To improve the resolution and co-registration of simultaneously acquired fluoroscopic and nuclear images, we developed a calibration method that estimates the geometric parameter set. An overview of the calibrated geometric parameters is given in Table 1. A correct estimate of the pinhole positions is required to prevent resolution loss of the nuclear image, whereas a correct estimation of the effective diameter of the x-ray detector was important for correct scaling of fluoroscopic images with respect to the nuclear images. The position of the x-ray detector was important for co-registration of fluoroscopic and nuclear images. To serve as an initial guess for the calibration, the geometric parameter set was determined by direct physical measurement. The pinhole positions were obtained using measuring tape. The x-ray tube and x-ray detector were placed in front of the center of the gamma camera as accurately as possible by visual inspection, to minimize the shift with respect to the center of the coordinate system. Consequently, the shift of the x-ray tube and detector with respect to the center of the gamma camera was initially assumed to be zero.

Table 1 Geometric parameters used by the co-registration and overlap algorithm

For calibration purposes, acquisitions were performed of a five-point-source phantom. The point sources were visible on both fluoroscopic and nuclear images and were created by filling a 3-mm spherical cavity in a polymethyl methacrylate cylinder with a diameter and thickness of 2 cm (Fig. 4). The five cavities were filled with 20, 25, 21, 21, and 17 MBq 99mTc, respectively. The phantom was positioned at 4.7-, 10.7-, 16.7-, 22.7-, and 28.7-cm distances from the x-ray detector using a tape measure, resulting in a total of 25 point source positions used for calibration.

Fig. 4
figure 4

A picture of the five-point-source phantom (a) and a hybrid acquisition of the phantom showing the fluoroscopic image in grayscale and nuclear image in color overlay (b)

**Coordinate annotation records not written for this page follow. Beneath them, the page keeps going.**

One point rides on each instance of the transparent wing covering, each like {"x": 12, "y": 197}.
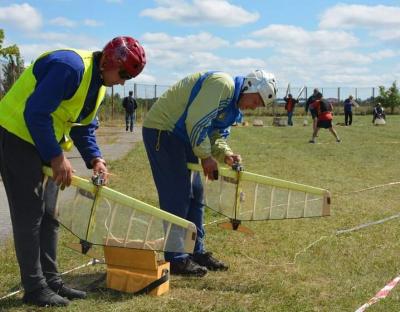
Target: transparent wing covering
{"x": 247, "y": 196}
{"x": 106, "y": 217}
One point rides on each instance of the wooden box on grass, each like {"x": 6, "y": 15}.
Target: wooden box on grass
{"x": 130, "y": 270}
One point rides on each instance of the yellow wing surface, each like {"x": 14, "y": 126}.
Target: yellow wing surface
{"x": 245, "y": 196}
{"x": 100, "y": 215}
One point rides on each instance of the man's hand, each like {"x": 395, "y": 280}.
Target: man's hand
{"x": 100, "y": 168}
{"x": 231, "y": 159}
{"x": 209, "y": 165}
{"x": 62, "y": 170}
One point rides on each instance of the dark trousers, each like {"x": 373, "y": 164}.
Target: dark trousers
{"x": 290, "y": 116}
{"x": 178, "y": 192}
{"x": 348, "y": 118}
{"x": 129, "y": 120}
{"x": 35, "y": 231}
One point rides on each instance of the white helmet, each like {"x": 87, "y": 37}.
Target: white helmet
{"x": 259, "y": 81}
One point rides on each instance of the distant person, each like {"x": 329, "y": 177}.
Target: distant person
{"x": 310, "y": 107}
{"x": 378, "y": 114}
{"x": 348, "y": 110}
{"x": 324, "y": 117}
{"x": 289, "y": 106}
{"x": 190, "y": 122}
{"x": 54, "y": 102}
{"x": 130, "y": 105}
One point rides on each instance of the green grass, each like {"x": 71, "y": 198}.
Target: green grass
{"x": 274, "y": 270}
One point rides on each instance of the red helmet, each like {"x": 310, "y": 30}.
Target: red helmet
{"x": 126, "y": 51}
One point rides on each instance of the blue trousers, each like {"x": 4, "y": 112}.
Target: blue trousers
{"x": 35, "y": 230}
{"x": 177, "y": 192}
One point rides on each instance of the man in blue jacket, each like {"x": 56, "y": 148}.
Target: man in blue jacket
{"x": 191, "y": 121}
{"x": 50, "y": 107}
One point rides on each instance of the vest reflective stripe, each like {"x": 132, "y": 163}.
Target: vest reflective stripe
{"x": 12, "y": 106}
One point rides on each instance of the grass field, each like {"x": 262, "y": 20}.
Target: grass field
{"x": 289, "y": 265}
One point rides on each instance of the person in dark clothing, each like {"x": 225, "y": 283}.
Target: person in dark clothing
{"x": 348, "y": 113}
{"x": 53, "y": 102}
{"x": 378, "y": 113}
{"x": 325, "y": 117}
{"x": 310, "y": 107}
{"x": 289, "y": 106}
{"x": 130, "y": 105}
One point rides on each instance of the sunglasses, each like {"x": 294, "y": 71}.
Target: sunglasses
{"x": 123, "y": 74}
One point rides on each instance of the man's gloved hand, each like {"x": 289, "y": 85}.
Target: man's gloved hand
{"x": 62, "y": 171}
{"x": 210, "y": 166}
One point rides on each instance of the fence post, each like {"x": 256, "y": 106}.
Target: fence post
{"x": 112, "y": 103}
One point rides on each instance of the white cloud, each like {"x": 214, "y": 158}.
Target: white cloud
{"x": 199, "y": 42}
{"x": 353, "y": 15}
{"x": 390, "y": 34}
{"x": 219, "y": 12}
{"x": 21, "y": 16}
{"x": 92, "y": 23}
{"x": 63, "y": 22}
{"x": 296, "y": 37}
{"x": 383, "y": 54}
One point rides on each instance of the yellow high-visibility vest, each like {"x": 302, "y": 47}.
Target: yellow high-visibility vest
{"x": 12, "y": 106}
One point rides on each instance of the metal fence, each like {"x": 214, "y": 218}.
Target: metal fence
{"x": 147, "y": 91}
{"x": 147, "y": 94}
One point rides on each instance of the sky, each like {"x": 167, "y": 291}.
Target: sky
{"x": 314, "y": 43}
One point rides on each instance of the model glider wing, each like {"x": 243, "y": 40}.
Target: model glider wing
{"x": 245, "y": 196}
{"x": 100, "y": 215}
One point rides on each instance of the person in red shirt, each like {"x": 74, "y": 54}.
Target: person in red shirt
{"x": 325, "y": 117}
{"x": 289, "y": 106}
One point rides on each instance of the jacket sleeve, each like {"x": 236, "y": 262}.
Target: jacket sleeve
{"x": 217, "y": 91}
{"x": 219, "y": 146}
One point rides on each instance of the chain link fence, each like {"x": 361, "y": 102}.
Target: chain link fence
{"x": 147, "y": 94}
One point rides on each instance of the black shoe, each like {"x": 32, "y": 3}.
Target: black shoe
{"x": 188, "y": 267}
{"x": 43, "y": 297}
{"x": 206, "y": 259}
{"x": 67, "y": 292}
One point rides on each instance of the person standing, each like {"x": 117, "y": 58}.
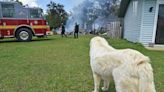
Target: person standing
{"x": 63, "y": 31}
{"x": 76, "y": 30}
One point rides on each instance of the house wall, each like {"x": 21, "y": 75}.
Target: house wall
{"x": 147, "y": 23}
{"x": 132, "y": 22}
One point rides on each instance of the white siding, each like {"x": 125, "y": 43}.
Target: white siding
{"x": 147, "y": 24}
{"x": 132, "y": 22}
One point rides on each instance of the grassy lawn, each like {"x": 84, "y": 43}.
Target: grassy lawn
{"x": 59, "y": 65}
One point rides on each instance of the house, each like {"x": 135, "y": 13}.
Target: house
{"x": 143, "y": 21}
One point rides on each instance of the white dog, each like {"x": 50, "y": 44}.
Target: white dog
{"x": 129, "y": 68}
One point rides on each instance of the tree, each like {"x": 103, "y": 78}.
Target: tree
{"x": 56, "y": 15}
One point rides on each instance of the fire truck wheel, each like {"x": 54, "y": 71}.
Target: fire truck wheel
{"x": 24, "y": 35}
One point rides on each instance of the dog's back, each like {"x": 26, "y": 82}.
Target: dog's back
{"x": 135, "y": 74}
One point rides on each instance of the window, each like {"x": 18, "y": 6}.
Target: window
{"x": 8, "y": 10}
{"x": 35, "y": 13}
{"x": 135, "y": 6}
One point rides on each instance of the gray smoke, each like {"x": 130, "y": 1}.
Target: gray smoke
{"x": 93, "y": 14}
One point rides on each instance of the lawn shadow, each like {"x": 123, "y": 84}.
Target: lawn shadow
{"x": 15, "y": 41}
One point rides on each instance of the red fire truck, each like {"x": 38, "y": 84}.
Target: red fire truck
{"x": 21, "y": 22}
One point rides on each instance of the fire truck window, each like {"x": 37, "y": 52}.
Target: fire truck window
{"x": 8, "y": 10}
{"x": 34, "y": 13}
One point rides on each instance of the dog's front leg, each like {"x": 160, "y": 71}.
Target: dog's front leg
{"x": 97, "y": 80}
{"x": 106, "y": 85}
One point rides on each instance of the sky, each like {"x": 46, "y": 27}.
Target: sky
{"x": 68, "y": 4}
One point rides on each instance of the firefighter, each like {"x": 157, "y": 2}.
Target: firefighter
{"x": 63, "y": 31}
{"x": 76, "y": 30}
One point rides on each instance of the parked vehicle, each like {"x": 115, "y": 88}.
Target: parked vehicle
{"x": 22, "y": 22}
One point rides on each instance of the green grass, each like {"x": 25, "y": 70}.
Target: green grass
{"x": 59, "y": 65}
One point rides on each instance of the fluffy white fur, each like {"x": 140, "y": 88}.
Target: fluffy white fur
{"x": 129, "y": 68}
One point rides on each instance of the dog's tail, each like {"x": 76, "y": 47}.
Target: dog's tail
{"x": 146, "y": 79}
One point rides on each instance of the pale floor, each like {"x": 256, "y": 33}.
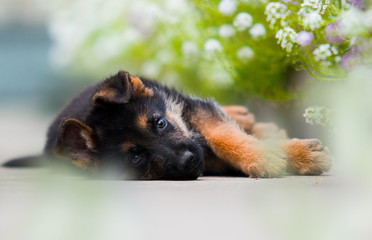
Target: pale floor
{"x": 37, "y": 204}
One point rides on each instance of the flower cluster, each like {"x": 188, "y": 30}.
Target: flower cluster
{"x": 286, "y": 38}
{"x": 318, "y": 115}
{"x": 243, "y": 44}
{"x": 320, "y": 34}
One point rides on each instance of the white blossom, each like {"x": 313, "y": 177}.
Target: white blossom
{"x": 258, "y": 30}
{"x": 312, "y": 21}
{"x": 226, "y": 31}
{"x": 227, "y": 7}
{"x": 189, "y": 48}
{"x": 324, "y": 51}
{"x": 286, "y": 38}
{"x": 275, "y": 11}
{"x": 243, "y": 21}
{"x": 212, "y": 45}
{"x": 352, "y": 22}
{"x": 314, "y": 4}
{"x": 245, "y": 54}
{"x": 318, "y": 115}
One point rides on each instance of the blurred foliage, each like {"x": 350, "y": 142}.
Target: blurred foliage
{"x": 226, "y": 49}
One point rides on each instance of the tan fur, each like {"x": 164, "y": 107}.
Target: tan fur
{"x": 126, "y": 146}
{"x": 139, "y": 89}
{"x": 105, "y": 94}
{"x": 307, "y": 157}
{"x": 304, "y": 156}
{"x": 142, "y": 122}
{"x": 241, "y": 150}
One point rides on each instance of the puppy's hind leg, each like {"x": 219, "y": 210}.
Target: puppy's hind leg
{"x": 307, "y": 157}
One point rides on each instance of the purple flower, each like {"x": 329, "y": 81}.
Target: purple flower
{"x": 304, "y": 38}
{"x": 351, "y": 58}
{"x": 333, "y": 35}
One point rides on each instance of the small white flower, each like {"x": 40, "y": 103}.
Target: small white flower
{"x": 318, "y": 115}
{"x": 312, "y": 21}
{"x": 324, "y": 51}
{"x": 227, "y": 7}
{"x": 352, "y": 22}
{"x": 314, "y": 4}
{"x": 258, "y": 30}
{"x": 212, "y": 45}
{"x": 189, "y": 48}
{"x": 243, "y": 21}
{"x": 275, "y": 11}
{"x": 245, "y": 54}
{"x": 287, "y": 37}
{"x": 226, "y": 31}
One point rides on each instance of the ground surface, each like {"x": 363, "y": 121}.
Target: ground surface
{"x": 37, "y": 204}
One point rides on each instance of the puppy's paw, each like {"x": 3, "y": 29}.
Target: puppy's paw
{"x": 267, "y": 131}
{"x": 272, "y": 164}
{"x": 308, "y": 157}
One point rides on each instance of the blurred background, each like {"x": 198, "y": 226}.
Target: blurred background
{"x": 287, "y": 61}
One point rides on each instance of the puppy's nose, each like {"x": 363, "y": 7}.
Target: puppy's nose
{"x": 187, "y": 159}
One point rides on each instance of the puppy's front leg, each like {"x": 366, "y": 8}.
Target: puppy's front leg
{"x": 231, "y": 144}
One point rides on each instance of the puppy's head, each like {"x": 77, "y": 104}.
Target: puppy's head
{"x": 132, "y": 131}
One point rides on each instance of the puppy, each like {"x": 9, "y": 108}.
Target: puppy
{"x": 138, "y": 129}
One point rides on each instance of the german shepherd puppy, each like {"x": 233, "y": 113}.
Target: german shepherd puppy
{"x": 139, "y": 129}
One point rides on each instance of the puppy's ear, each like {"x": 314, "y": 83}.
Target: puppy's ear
{"x": 75, "y": 143}
{"x": 119, "y": 89}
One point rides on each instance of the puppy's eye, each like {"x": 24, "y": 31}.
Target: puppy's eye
{"x": 136, "y": 159}
{"x": 161, "y": 123}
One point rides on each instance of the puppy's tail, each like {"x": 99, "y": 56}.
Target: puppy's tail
{"x": 30, "y": 161}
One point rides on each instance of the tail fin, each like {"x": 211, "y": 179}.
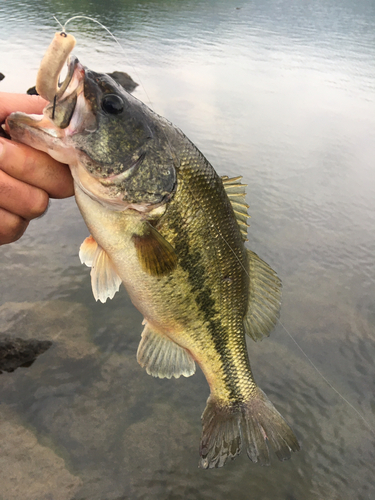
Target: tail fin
{"x": 226, "y": 429}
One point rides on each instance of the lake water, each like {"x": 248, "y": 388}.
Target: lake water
{"x": 282, "y": 93}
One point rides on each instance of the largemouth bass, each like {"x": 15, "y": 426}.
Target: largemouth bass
{"x": 164, "y": 224}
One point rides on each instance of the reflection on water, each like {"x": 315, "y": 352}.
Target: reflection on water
{"x": 283, "y": 94}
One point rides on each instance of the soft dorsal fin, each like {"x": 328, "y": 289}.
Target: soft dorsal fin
{"x": 264, "y": 298}
{"x": 105, "y": 281}
{"x": 163, "y": 358}
{"x": 156, "y": 256}
{"x": 236, "y": 194}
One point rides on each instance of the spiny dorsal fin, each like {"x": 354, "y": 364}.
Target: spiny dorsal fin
{"x": 236, "y": 194}
{"x": 156, "y": 256}
{"x": 105, "y": 281}
{"x": 264, "y": 298}
{"x": 163, "y": 358}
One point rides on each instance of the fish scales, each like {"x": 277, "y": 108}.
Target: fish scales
{"x": 192, "y": 223}
{"x": 164, "y": 224}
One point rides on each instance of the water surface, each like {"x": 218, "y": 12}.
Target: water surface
{"x": 282, "y": 93}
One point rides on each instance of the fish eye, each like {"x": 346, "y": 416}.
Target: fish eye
{"x": 112, "y": 104}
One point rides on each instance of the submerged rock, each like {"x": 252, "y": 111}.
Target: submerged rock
{"x": 17, "y": 352}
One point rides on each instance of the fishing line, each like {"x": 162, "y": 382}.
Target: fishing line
{"x": 326, "y": 380}
{"x": 63, "y": 28}
{"x": 286, "y": 330}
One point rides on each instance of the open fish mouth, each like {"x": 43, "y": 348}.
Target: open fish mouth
{"x": 60, "y": 110}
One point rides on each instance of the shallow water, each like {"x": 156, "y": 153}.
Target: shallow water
{"x": 282, "y": 93}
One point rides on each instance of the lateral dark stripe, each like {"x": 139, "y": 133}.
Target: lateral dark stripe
{"x": 190, "y": 259}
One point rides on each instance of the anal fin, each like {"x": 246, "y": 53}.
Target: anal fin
{"x": 163, "y": 358}
{"x": 254, "y": 425}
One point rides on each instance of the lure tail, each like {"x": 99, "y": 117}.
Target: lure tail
{"x": 252, "y": 424}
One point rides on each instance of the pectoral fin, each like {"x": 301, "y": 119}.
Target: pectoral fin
{"x": 163, "y": 358}
{"x": 264, "y": 298}
{"x": 105, "y": 281}
{"x": 156, "y": 256}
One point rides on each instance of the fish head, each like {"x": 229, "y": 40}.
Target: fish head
{"x": 116, "y": 147}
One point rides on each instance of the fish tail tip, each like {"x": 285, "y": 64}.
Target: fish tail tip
{"x": 252, "y": 425}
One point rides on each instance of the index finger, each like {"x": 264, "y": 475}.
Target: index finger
{"x": 20, "y": 102}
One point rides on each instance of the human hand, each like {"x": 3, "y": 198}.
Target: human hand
{"x": 28, "y": 178}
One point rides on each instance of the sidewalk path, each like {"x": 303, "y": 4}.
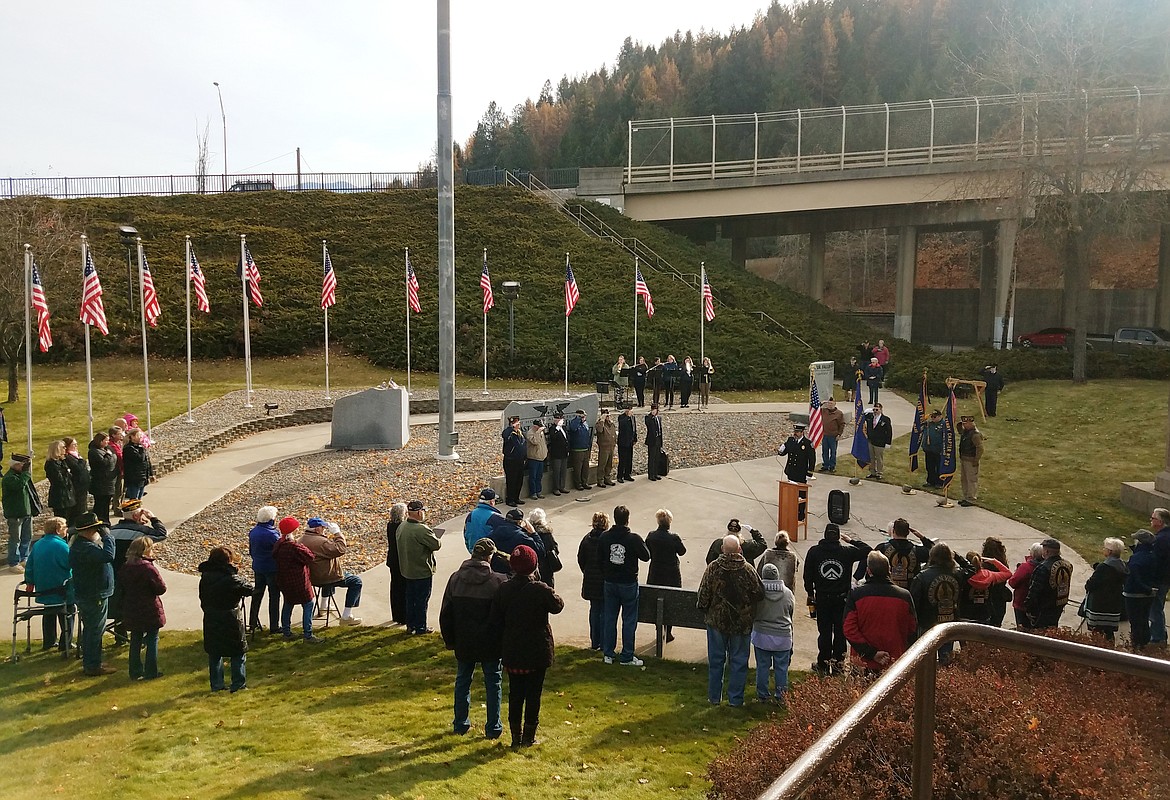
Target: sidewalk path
{"x": 702, "y": 500}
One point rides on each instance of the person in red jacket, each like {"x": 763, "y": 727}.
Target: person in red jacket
{"x": 880, "y": 621}
{"x": 293, "y": 560}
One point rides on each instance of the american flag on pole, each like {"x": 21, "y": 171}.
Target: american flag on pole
{"x": 43, "y": 335}
{"x": 93, "y": 310}
{"x": 329, "y": 284}
{"x": 150, "y": 297}
{"x": 253, "y": 275}
{"x": 199, "y": 282}
{"x": 816, "y": 426}
{"x": 642, "y": 290}
{"x": 571, "y": 292}
{"x": 412, "y": 288}
{"x": 708, "y": 300}
{"x": 489, "y": 298}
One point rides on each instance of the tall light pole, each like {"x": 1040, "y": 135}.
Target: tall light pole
{"x": 224, "y": 117}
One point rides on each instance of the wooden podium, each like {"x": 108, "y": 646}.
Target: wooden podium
{"x": 792, "y": 509}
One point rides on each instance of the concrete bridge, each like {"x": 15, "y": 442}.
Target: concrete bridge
{"x": 955, "y": 164}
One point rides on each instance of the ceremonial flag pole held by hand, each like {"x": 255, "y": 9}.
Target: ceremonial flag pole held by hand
{"x": 195, "y": 278}
{"x": 412, "y": 304}
{"x": 93, "y": 314}
{"x": 920, "y": 425}
{"x": 489, "y": 302}
{"x": 151, "y": 311}
{"x": 571, "y": 296}
{"x": 328, "y": 298}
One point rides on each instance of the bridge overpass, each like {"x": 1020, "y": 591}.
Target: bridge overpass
{"x": 967, "y": 163}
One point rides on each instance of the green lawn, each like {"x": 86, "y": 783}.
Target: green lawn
{"x": 1057, "y": 455}
{"x": 366, "y": 715}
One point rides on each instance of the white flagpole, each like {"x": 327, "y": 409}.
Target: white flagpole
{"x": 89, "y": 376}
{"x": 28, "y": 342}
{"x": 702, "y": 310}
{"x": 323, "y": 252}
{"x": 635, "y": 310}
{"x": 407, "y": 287}
{"x": 186, "y": 269}
{"x": 486, "y": 336}
{"x": 142, "y": 307}
{"x": 247, "y": 323}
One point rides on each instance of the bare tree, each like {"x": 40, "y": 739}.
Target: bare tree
{"x": 1088, "y": 137}
{"x": 53, "y": 232}
{"x": 201, "y": 157}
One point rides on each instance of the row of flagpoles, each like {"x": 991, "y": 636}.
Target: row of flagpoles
{"x": 93, "y": 312}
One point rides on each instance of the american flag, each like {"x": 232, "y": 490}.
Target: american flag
{"x": 150, "y": 297}
{"x": 708, "y": 300}
{"x": 489, "y": 298}
{"x": 252, "y": 273}
{"x": 200, "y": 283}
{"x": 412, "y": 287}
{"x": 329, "y": 284}
{"x": 93, "y": 310}
{"x": 43, "y": 335}
{"x": 642, "y": 290}
{"x": 571, "y": 292}
{"x": 816, "y": 427}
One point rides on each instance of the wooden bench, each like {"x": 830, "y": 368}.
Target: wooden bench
{"x": 668, "y": 606}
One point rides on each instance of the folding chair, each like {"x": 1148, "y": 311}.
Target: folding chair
{"x": 325, "y": 604}
{"x": 36, "y": 604}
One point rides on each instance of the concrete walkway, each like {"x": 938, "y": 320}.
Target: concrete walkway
{"x": 702, "y": 500}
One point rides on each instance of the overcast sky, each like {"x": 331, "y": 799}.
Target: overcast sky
{"x": 122, "y": 88}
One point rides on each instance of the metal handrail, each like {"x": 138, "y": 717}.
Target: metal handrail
{"x": 920, "y": 663}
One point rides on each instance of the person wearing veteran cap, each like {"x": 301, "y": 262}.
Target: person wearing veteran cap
{"x": 417, "y": 545}
{"x": 466, "y": 628}
{"x": 537, "y": 454}
{"x": 91, "y": 558}
{"x": 515, "y": 450}
{"x": 970, "y": 452}
{"x": 802, "y": 455}
{"x": 1140, "y": 588}
{"x": 521, "y": 609}
{"x": 328, "y": 544}
{"x": 16, "y": 490}
{"x": 606, "y": 434}
{"x": 558, "y": 453}
{"x": 1048, "y": 592}
{"x": 476, "y": 525}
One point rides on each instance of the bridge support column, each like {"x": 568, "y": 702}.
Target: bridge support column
{"x": 903, "y": 290}
{"x": 988, "y": 261}
{"x": 1162, "y": 302}
{"x": 817, "y": 264}
{"x": 740, "y": 249}
{"x": 1005, "y": 267}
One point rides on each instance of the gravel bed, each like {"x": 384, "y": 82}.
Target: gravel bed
{"x": 356, "y": 489}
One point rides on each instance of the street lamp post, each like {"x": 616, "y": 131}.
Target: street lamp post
{"x": 224, "y": 117}
{"x": 510, "y": 290}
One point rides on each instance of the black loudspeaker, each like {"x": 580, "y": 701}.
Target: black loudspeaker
{"x": 838, "y": 507}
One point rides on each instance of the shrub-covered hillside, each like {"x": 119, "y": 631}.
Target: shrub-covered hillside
{"x": 527, "y": 240}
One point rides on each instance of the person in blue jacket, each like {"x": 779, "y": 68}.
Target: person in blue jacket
{"x": 261, "y": 540}
{"x": 1141, "y": 587}
{"x": 48, "y": 572}
{"x": 475, "y": 528}
{"x": 91, "y": 558}
{"x": 580, "y": 443}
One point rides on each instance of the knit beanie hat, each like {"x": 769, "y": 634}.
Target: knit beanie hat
{"x": 523, "y": 560}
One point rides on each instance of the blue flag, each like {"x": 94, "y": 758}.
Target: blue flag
{"x": 920, "y": 425}
{"x": 860, "y": 449}
{"x": 950, "y": 443}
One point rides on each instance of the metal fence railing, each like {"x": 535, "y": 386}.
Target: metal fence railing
{"x": 889, "y": 135}
{"x": 118, "y": 186}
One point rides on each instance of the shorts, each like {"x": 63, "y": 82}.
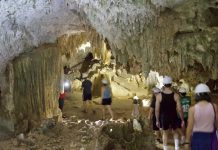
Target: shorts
{"x": 168, "y": 123}
{"x": 179, "y": 122}
{"x": 155, "y": 128}
{"x": 186, "y": 122}
{"x": 135, "y": 101}
{"x": 106, "y": 101}
{"x": 201, "y": 141}
{"x": 87, "y": 97}
{"x": 61, "y": 103}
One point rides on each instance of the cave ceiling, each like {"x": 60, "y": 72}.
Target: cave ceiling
{"x": 175, "y": 37}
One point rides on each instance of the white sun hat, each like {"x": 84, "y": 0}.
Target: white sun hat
{"x": 104, "y": 81}
{"x": 156, "y": 90}
{"x": 182, "y": 90}
{"x": 167, "y": 80}
{"x": 85, "y": 75}
{"x": 135, "y": 97}
{"x": 202, "y": 88}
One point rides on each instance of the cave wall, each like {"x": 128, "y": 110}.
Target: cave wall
{"x": 174, "y": 37}
{"x": 32, "y": 94}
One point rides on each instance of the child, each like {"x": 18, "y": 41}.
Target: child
{"x": 135, "y": 112}
{"x": 151, "y": 116}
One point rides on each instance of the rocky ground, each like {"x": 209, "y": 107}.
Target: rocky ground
{"x": 86, "y": 131}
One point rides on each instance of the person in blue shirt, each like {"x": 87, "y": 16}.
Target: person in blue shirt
{"x": 106, "y": 98}
{"x": 87, "y": 93}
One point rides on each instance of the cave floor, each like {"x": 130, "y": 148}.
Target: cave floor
{"x": 68, "y": 136}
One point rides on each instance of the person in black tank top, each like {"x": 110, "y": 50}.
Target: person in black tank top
{"x": 167, "y": 105}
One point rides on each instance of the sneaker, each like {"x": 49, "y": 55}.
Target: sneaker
{"x": 84, "y": 111}
{"x": 94, "y": 112}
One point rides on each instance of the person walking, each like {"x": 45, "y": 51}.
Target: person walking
{"x": 151, "y": 116}
{"x": 135, "y": 112}
{"x": 185, "y": 103}
{"x": 87, "y": 93}
{"x": 167, "y": 106}
{"x": 106, "y": 98}
{"x": 61, "y": 100}
{"x": 202, "y": 120}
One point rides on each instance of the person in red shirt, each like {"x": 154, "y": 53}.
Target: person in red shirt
{"x": 61, "y": 100}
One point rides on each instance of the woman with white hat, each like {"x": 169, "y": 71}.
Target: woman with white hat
{"x": 106, "y": 98}
{"x": 202, "y": 120}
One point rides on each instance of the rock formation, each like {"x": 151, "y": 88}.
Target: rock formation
{"x": 173, "y": 37}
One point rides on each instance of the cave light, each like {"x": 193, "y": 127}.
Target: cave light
{"x": 84, "y": 46}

Fluoroscopic images were acquired with a 45-kV tube voltage and a 0.2-mA tube current. Nuclear images were acquired on 128 × 128 pixels per projection with 2.4 × 2.4 mm2 pixel size in 300 s per view. Reconstructions were performed with five MLEM iterations to obtain a volume of 128 × 128 × 128 voxels with a 2.4 × 2.4 × 2.4 mm3 voxel size for evaluation. The calibration required a computation time of approximately 3 h on a standard workstation.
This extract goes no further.